Non-compete clauses are common in commercial agreements, particularly in shareholders’ exit arrangements, corporate reorganizations, and franchise agreements. Their purpose is to preserve goodwill, know-how, and the customer base following the termination of a contractual or corporate relationship. Controversy typically arises when such clauses impose restrictions without a defined term, potentially affecting the exercise of economic activity on an indefinite basis.

The matter was addressed by the Third Panel of the Brazilian Superior Court of Justice (STJ) in 2025, in the judgment of Special Appeal No. 2,185,015/SC, which concerned non-compete obligations agreed upon between former shareholders of retail companies, without any specified duration.

In its ruling, the STJ reaffirmed that non-compete clauses are, as a rule, admissible in the business context, provided they comply with objective and proportional limits, particularly regarding: (i) the duration of the restriction; (ii) its scope, especially territorial reach; and (iii) its alignment with the legitimate purpose of protecting the business. In this context, the absence of a temporal limitation was deemed incompatible with the typical purpose of such clauses, as it imposes an excessive restriction on free enterprise and competition.

When examining the legal consequences of the lack of a defined term, the STJ clarified that this defect does not automatically render the clause void as a matter of law. According to the Court, the appropriate classification is voidability rather than absolute nullity. In practical terms, this means that the defect cannot be recognized ex officio without a request from the interested party and without due adversarial proceedings. On these grounds, the STJ set aside the lower court’s ex officio declaration of nullity, as there had been no specific claim or prior debate concerning the absence of a temporal limitation.
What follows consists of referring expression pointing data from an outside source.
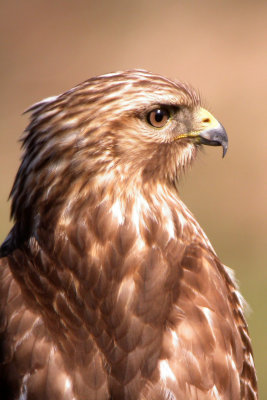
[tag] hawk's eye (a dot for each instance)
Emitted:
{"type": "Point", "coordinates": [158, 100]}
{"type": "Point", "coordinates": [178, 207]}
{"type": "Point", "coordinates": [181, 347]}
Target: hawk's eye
{"type": "Point", "coordinates": [158, 117]}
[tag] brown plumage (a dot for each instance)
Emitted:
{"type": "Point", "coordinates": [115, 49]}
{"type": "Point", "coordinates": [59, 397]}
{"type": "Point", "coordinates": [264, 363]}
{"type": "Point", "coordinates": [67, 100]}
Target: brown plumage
{"type": "Point", "coordinates": [109, 288]}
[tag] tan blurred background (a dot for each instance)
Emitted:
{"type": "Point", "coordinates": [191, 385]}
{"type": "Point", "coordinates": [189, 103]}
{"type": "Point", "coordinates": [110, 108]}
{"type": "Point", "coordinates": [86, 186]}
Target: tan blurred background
{"type": "Point", "coordinates": [219, 46]}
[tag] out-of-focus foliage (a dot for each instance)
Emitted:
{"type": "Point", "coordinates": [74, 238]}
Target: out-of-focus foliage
{"type": "Point", "coordinates": [219, 47]}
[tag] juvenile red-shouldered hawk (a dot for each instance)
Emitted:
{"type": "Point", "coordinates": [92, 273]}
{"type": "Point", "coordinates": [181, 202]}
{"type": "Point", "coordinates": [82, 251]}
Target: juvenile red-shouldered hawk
{"type": "Point", "coordinates": [109, 288]}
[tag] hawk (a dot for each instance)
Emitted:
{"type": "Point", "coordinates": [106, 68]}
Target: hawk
{"type": "Point", "coordinates": [109, 288]}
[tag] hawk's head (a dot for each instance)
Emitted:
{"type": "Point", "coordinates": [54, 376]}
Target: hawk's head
{"type": "Point", "coordinates": [117, 130]}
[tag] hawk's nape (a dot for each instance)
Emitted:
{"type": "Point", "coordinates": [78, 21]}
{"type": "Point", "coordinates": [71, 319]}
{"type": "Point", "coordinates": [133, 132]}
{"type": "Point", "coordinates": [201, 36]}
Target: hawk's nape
{"type": "Point", "coordinates": [109, 288]}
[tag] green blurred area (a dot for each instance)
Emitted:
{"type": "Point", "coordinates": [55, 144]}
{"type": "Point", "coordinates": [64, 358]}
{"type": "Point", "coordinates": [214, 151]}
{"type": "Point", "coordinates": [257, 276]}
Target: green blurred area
{"type": "Point", "coordinates": [217, 46]}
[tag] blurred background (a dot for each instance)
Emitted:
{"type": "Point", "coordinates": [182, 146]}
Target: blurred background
{"type": "Point", "coordinates": [220, 47]}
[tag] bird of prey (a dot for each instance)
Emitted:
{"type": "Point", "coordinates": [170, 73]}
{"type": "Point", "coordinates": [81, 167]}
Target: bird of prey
{"type": "Point", "coordinates": [109, 288]}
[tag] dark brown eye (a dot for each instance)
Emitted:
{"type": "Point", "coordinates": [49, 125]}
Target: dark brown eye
{"type": "Point", "coordinates": [158, 117]}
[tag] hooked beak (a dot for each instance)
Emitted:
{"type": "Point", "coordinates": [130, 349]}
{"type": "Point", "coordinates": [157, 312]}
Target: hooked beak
{"type": "Point", "coordinates": [208, 131]}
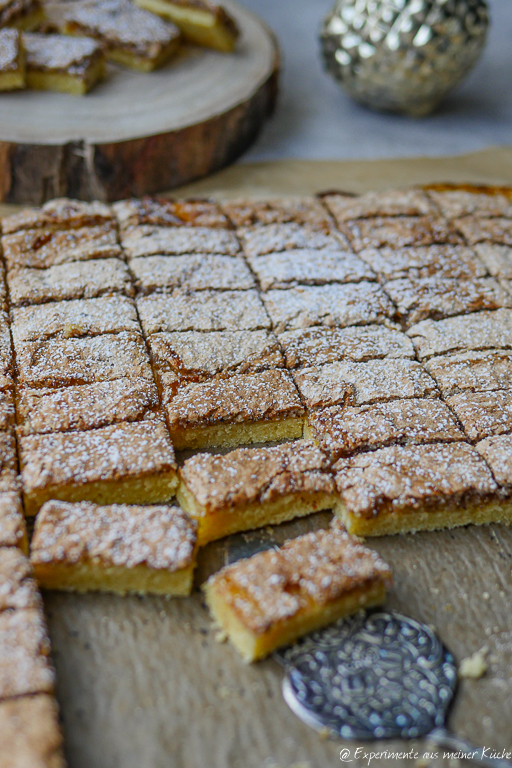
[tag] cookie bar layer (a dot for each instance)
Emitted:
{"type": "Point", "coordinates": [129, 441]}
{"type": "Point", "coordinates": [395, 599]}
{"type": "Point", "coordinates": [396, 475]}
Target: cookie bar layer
{"type": "Point", "coordinates": [77, 280]}
{"type": "Point", "coordinates": [30, 733]}
{"type": "Point", "coordinates": [84, 547]}
{"type": "Point", "coordinates": [244, 408]}
{"type": "Point", "coordinates": [73, 319]}
{"type": "Point", "coordinates": [482, 330]}
{"type": "Point", "coordinates": [43, 248]}
{"type": "Point", "coordinates": [88, 406]}
{"type": "Point", "coordinates": [348, 383]}
{"type": "Point", "coordinates": [203, 311]}
{"type": "Point", "coordinates": [453, 261]}
{"type": "Point", "coordinates": [309, 267]}
{"type": "Point", "coordinates": [252, 487]}
{"type": "Point", "coordinates": [274, 597]}
{"type": "Point", "coordinates": [356, 304]}
{"type": "Point", "coordinates": [177, 241]}
{"type": "Point", "coordinates": [438, 297]}
{"type": "Point", "coordinates": [127, 463]}
{"type": "Point", "coordinates": [160, 212]}
{"type": "Point", "coordinates": [24, 654]}
{"type": "Point", "coordinates": [344, 431]}
{"type": "Point", "coordinates": [317, 346]}
{"type": "Point", "coordinates": [192, 273]}
{"type": "Point", "coordinates": [414, 488]}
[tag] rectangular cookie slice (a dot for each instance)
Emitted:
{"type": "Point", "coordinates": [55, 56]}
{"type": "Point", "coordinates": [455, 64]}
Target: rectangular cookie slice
{"type": "Point", "coordinates": [61, 63]}
{"type": "Point", "coordinates": [271, 599]}
{"type": "Point", "coordinates": [414, 488]}
{"type": "Point", "coordinates": [74, 319]}
{"type": "Point", "coordinates": [121, 549]}
{"type": "Point", "coordinates": [197, 272]}
{"type": "Point", "coordinates": [341, 305]}
{"type": "Point", "coordinates": [252, 487]}
{"type": "Point", "coordinates": [30, 733]}
{"type": "Point", "coordinates": [129, 463]}
{"type": "Point", "coordinates": [347, 383]}
{"type": "Point", "coordinates": [439, 297]}
{"type": "Point", "coordinates": [147, 240]}
{"type": "Point", "coordinates": [343, 431]}
{"type": "Point", "coordinates": [203, 311]}
{"type": "Point", "coordinates": [130, 36]}
{"type": "Point", "coordinates": [317, 346]}
{"type": "Point", "coordinates": [244, 408]}
{"type": "Point", "coordinates": [78, 280]}
{"type": "Point", "coordinates": [43, 248]}
{"type": "Point", "coordinates": [201, 22]}
{"type": "Point", "coordinates": [164, 212]}
{"type": "Point", "coordinates": [12, 60]}
{"type": "Point", "coordinates": [454, 261]}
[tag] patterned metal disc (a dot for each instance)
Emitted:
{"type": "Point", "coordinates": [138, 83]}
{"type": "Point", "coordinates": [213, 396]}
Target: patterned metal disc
{"type": "Point", "coordinates": [375, 675]}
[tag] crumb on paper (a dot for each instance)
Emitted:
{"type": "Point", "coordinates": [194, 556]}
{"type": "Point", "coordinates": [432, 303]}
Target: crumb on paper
{"type": "Point", "coordinates": [475, 666]}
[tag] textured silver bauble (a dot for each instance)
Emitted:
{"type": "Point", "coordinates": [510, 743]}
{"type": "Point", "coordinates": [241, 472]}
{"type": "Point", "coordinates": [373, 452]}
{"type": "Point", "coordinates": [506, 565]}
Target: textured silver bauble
{"type": "Point", "coordinates": [403, 55]}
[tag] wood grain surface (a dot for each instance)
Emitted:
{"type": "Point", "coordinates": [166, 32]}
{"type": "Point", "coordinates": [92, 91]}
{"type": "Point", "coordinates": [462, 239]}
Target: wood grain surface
{"type": "Point", "coordinates": [140, 133]}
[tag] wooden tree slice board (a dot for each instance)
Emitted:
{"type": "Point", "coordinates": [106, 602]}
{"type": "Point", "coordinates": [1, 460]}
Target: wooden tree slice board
{"type": "Point", "coordinates": [140, 133]}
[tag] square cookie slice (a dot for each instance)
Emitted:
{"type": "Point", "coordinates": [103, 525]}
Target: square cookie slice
{"type": "Point", "coordinates": [271, 599]}
{"type": "Point", "coordinates": [252, 487]}
{"type": "Point", "coordinates": [85, 547]}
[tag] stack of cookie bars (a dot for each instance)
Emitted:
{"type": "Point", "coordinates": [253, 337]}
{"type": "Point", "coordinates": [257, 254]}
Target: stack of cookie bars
{"type": "Point", "coordinates": [369, 339]}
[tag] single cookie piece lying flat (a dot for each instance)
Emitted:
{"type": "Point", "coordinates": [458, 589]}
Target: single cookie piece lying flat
{"type": "Point", "coordinates": [84, 547]}
{"type": "Point", "coordinates": [274, 597]}
{"type": "Point", "coordinates": [60, 63]}
{"type": "Point", "coordinates": [252, 487]}
{"type": "Point", "coordinates": [12, 60]}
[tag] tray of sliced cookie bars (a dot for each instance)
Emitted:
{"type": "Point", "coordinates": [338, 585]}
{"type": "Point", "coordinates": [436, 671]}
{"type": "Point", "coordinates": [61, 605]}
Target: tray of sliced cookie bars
{"type": "Point", "coordinates": [176, 373]}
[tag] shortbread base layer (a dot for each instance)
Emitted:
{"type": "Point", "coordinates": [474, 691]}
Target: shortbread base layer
{"type": "Point", "coordinates": [131, 490]}
{"type": "Point", "coordinates": [218, 435]}
{"type": "Point", "coordinates": [94, 577]}
{"type": "Point", "coordinates": [254, 646]}
{"type": "Point", "coordinates": [216, 525]}
{"type": "Point", "coordinates": [431, 518]}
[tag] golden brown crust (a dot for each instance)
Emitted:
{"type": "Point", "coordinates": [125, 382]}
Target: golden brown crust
{"type": "Point", "coordinates": [159, 537]}
{"type": "Point", "coordinates": [317, 568]}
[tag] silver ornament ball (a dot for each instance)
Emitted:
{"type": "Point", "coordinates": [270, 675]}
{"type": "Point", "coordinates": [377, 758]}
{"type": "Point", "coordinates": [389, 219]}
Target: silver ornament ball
{"type": "Point", "coordinates": [403, 55]}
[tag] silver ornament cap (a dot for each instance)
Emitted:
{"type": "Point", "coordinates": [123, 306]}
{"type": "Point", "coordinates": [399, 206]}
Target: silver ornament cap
{"type": "Point", "coordinates": [403, 55]}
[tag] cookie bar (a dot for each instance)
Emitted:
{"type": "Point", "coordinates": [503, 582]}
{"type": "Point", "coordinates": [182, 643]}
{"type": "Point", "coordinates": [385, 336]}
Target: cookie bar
{"type": "Point", "coordinates": [130, 36]}
{"type": "Point", "coordinates": [12, 60]}
{"type": "Point", "coordinates": [252, 487]}
{"type": "Point", "coordinates": [77, 280]}
{"type": "Point", "coordinates": [60, 63]}
{"type": "Point", "coordinates": [439, 297]}
{"type": "Point", "coordinates": [131, 463]}
{"type": "Point", "coordinates": [454, 261]}
{"type": "Point", "coordinates": [86, 406]}
{"type": "Point", "coordinates": [203, 311]}
{"type": "Point", "coordinates": [317, 346]}
{"type": "Point", "coordinates": [45, 247]}
{"type": "Point", "coordinates": [162, 212]}
{"type": "Point", "coordinates": [413, 488]}
{"type": "Point", "coordinates": [25, 666]}
{"type": "Point", "coordinates": [84, 547]}
{"type": "Point", "coordinates": [343, 431]}
{"type": "Point", "coordinates": [178, 241]}
{"type": "Point", "coordinates": [347, 383]}
{"type": "Point", "coordinates": [29, 733]}
{"type": "Point", "coordinates": [354, 304]}
{"type": "Point", "coordinates": [307, 266]}
{"type": "Point", "coordinates": [200, 21]}
{"type": "Point", "coordinates": [244, 408]}
{"type": "Point", "coordinates": [191, 273]}
{"type": "Point", "coordinates": [274, 597]}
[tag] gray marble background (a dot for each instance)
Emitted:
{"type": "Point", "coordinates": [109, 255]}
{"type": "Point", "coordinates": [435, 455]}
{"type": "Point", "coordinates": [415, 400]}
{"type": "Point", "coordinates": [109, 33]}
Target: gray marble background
{"type": "Point", "coordinates": [316, 120]}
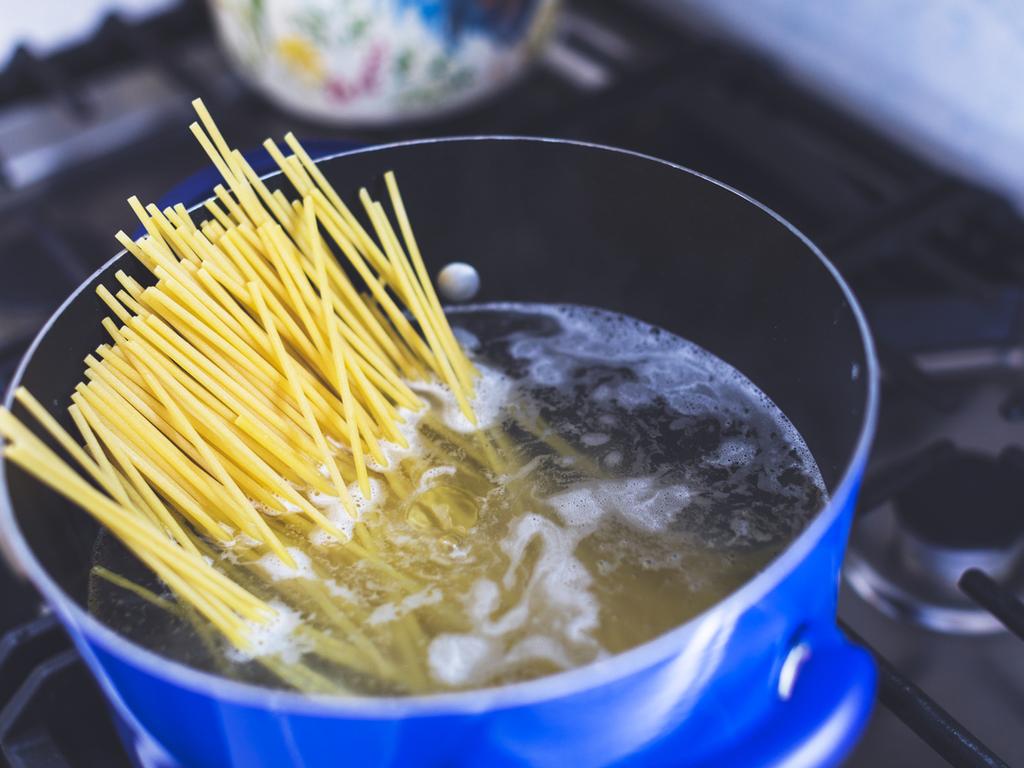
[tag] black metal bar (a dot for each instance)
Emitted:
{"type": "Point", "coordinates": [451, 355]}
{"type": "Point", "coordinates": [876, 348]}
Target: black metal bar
{"type": "Point", "coordinates": [887, 481]}
{"type": "Point", "coordinates": [1001, 603]}
{"type": "Point", "coordinates": [901, 370]}
{"type": "Point", "coordinates": [13, 709]}
{"type": "Point", "coordinates": [924, 716]}
{"type": "Point", "coordinates": [46, 75]}
{"type": "Point", "coordinates": [140, 40]}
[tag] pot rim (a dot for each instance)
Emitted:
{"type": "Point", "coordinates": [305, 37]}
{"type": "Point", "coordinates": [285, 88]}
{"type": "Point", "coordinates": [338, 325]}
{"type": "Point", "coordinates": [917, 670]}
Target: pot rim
{"type": "Point", "coordinates": [561, 684]}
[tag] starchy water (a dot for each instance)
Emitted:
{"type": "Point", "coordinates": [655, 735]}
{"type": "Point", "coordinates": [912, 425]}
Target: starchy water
{"type": "Point", "coordinates": [621, 480]}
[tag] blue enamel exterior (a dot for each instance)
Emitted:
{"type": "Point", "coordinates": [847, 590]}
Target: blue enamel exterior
{"type": "Point", "coordinates": [706, 693]}
{"type": "Point", "coordinates": [711, 699]}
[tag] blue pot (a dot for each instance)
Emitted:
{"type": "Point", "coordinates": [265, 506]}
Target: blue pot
{"type": "Point", "coordinates": [764, 678]}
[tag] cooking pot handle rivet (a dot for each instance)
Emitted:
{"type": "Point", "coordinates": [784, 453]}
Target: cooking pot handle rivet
{"type": "Point", "coordinates": [458, 282]}
{"type": "Point", "coordinates": [791, 669]}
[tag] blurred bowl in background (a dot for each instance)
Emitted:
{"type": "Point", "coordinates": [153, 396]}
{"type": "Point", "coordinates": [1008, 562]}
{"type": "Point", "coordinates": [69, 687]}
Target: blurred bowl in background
{"type": "Point", "coordinates": [380, 61]}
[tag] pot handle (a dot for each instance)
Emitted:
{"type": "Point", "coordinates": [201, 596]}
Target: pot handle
{"type": "Point", "coordinates": [826, 690]}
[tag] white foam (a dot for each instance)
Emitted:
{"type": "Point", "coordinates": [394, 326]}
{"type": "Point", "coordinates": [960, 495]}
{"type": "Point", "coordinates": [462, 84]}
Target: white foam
{"type": "Point", "coordinates": [273, 637]}
{"type": "Point", "coordinates": [643, 502]}
{"type": "Point", "coordinates": [492, 394]}
{"type": "Point", "coordinates": [279, 570]}
{"type": "Point", "coordinates": [390, 611]}
{"type": "Point", "coordinates": [460, 659]}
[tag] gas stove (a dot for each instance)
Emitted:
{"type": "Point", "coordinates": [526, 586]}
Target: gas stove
{"type": "Point", "coordinates": [935, 562]}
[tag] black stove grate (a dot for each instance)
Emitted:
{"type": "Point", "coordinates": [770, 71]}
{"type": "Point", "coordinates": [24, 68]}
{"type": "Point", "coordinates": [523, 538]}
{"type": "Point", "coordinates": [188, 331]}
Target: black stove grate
{"type": "Point", "coordinates": [905, 233]}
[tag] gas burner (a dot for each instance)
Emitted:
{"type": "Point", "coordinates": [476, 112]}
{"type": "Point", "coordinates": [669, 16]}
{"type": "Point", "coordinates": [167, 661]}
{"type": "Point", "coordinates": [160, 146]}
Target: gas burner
{"type": "Point", "coordinates": [962, 512]}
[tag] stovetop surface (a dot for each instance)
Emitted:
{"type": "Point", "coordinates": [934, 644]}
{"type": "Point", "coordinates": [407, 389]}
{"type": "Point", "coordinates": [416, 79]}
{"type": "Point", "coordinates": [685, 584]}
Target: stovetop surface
{"type": "Point", "coordinates": [936, 262]}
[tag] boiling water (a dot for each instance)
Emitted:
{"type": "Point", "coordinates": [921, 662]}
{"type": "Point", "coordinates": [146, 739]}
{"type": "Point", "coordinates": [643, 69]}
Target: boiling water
{"type": "Point", "coordinates": [623, 479]}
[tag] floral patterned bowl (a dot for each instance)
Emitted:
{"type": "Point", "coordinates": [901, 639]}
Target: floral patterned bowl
{"type": "Point", "coordinates": [375, 61]}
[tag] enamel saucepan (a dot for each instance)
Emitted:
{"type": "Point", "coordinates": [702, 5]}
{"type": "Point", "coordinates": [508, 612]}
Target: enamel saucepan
{"type": "Point", "coordinates": [764, 678]}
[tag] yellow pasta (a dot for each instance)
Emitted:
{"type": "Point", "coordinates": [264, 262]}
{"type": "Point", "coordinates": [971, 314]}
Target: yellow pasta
{"type": "Point", "coordinates": [253, 374]}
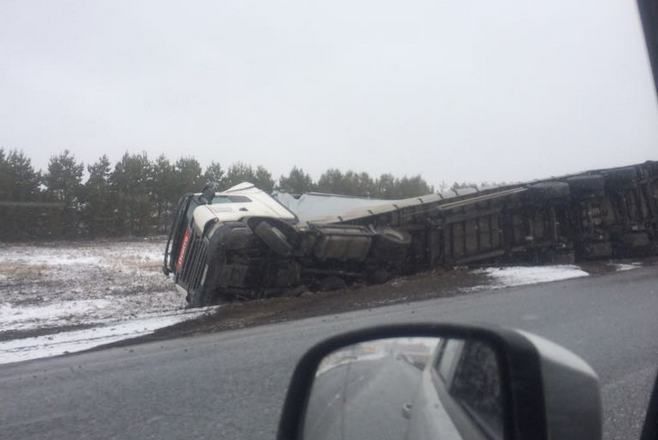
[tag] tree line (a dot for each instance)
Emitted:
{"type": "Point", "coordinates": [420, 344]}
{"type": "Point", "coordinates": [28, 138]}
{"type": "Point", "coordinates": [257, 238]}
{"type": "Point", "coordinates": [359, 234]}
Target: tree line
{"type": "Point", "coordinates": [137, 196]}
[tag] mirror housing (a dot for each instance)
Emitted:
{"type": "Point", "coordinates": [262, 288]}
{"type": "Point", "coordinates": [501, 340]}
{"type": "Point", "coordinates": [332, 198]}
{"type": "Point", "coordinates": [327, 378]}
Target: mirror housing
{"type": "Point", "coordinates": [551, 392]}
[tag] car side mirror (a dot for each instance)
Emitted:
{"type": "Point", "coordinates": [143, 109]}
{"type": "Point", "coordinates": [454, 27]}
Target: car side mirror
{"type": "Point", "coordinates": [428, 381]}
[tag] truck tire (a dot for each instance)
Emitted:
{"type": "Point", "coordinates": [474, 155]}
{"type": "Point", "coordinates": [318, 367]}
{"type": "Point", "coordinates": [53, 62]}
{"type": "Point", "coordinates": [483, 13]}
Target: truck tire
{"type": "Point", "coordinates": [545, 191]}
{"type": "Point", "coordinates": [597, 250]}
{"type": "Point", "coordinates": [273, 238]}
{"type": "Point", "coordinates": [393, 236]}
{"type": "Point", "coordinates": [199, 297]}
{"type": "Point", "coordinates": [586, 184]}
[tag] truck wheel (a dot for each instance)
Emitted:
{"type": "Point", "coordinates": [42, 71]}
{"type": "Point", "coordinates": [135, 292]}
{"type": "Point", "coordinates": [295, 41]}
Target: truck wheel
{"type": "Point", "coordinates": [393, 236]}
{"type": "Point", "coordinates": [586, 184]}
{"type": "Point", "coordinates": [273, 238]}
{"type": "Point", "coordinates": [199, 298]}
{"type": "Point", "coordinates": [545, 191]}
{"type": "Point", "coordinates": [597, 250]}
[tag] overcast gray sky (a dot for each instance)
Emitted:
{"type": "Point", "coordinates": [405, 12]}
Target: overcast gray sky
{"type": "Point", "coordinates": [454, 90]}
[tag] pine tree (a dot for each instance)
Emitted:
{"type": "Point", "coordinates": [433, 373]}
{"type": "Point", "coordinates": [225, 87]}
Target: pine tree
{"type": "Point", "coordinates": [297, 182]}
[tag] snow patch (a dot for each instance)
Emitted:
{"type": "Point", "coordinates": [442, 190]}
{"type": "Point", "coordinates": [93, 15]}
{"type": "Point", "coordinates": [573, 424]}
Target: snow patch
{"type": "Point", "coordinates": [622, 267]}
{"type": "Point", "coordinates": [68, 342]}
{"type": "Point", "coordinates": [523, 275]}
{"type": "Point", "coordinates": [115, 290]}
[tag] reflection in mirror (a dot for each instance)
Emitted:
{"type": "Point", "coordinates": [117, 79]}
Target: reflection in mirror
{"type": "Point", "coordinates": [407, 388]}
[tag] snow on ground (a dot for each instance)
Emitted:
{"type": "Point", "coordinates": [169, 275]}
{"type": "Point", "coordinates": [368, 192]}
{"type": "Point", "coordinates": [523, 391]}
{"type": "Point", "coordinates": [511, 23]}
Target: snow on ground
{"type": "Point", "coordinates": [68, 297]}
{"type": "Point", "coordinates": [622, 267]}
{"type": "Point", "coordinates": [22, 349]}
{"type": "Point", "coordinates": [522, 275]}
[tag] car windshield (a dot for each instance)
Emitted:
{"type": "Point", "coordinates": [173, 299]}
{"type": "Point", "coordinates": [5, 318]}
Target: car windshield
{"type": "Point", "coordinates": [193, 194]}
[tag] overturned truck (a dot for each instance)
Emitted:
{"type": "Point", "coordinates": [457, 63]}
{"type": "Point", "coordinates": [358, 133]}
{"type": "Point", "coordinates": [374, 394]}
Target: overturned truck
{"type": "Point", "coordinates": [244, 244]}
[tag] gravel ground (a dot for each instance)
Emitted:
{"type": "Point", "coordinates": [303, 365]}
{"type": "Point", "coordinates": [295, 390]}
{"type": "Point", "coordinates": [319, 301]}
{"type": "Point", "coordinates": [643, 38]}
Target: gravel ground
{"type": "Point", "coordinates": [61, 297]}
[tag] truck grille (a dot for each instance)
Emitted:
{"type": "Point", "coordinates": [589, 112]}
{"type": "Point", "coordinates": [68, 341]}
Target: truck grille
{"type": "Point", "coordinates": [195, 263]}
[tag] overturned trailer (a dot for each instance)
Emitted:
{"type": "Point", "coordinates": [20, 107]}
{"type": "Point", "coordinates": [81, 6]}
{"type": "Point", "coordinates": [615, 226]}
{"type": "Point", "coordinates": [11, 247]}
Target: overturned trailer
{"type": "Point", "coordinates": [244, 244]}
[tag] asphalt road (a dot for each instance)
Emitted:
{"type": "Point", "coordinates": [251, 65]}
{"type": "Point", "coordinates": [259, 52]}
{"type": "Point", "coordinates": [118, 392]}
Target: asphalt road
{"type": "Point", "coordinates": [231, 385]}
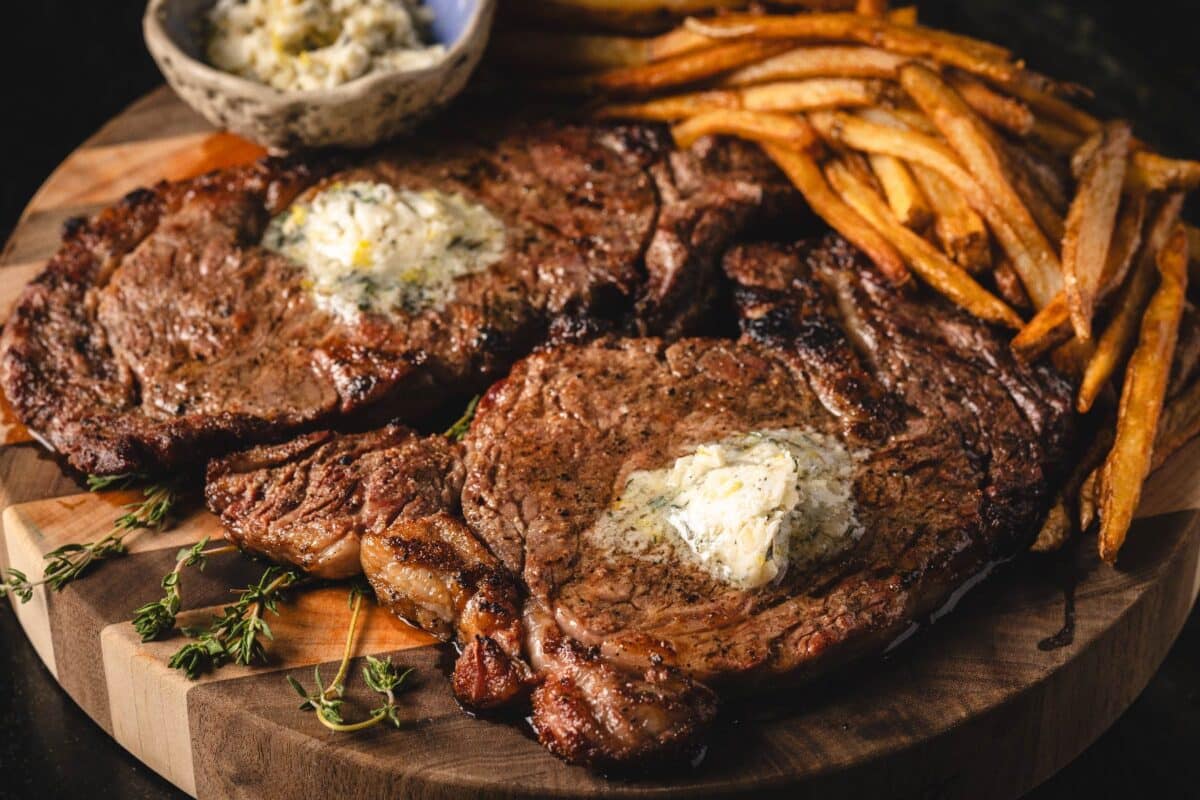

The decision underscores that non-compete clauses remain legitimate tools for the protection of business interests. However, their enforceability depends on clear parameters, particularly with respect to duration and purpose, always consistent with the contractual objective to be safeguarded. When drafted without due regard to these requirements, such clauses become more vulnerable in litigation. Although not automatically invalid, they are more likely to be judicially challenged, thereby increasing the risk of reduced effectiveness at the time enforcement is sought.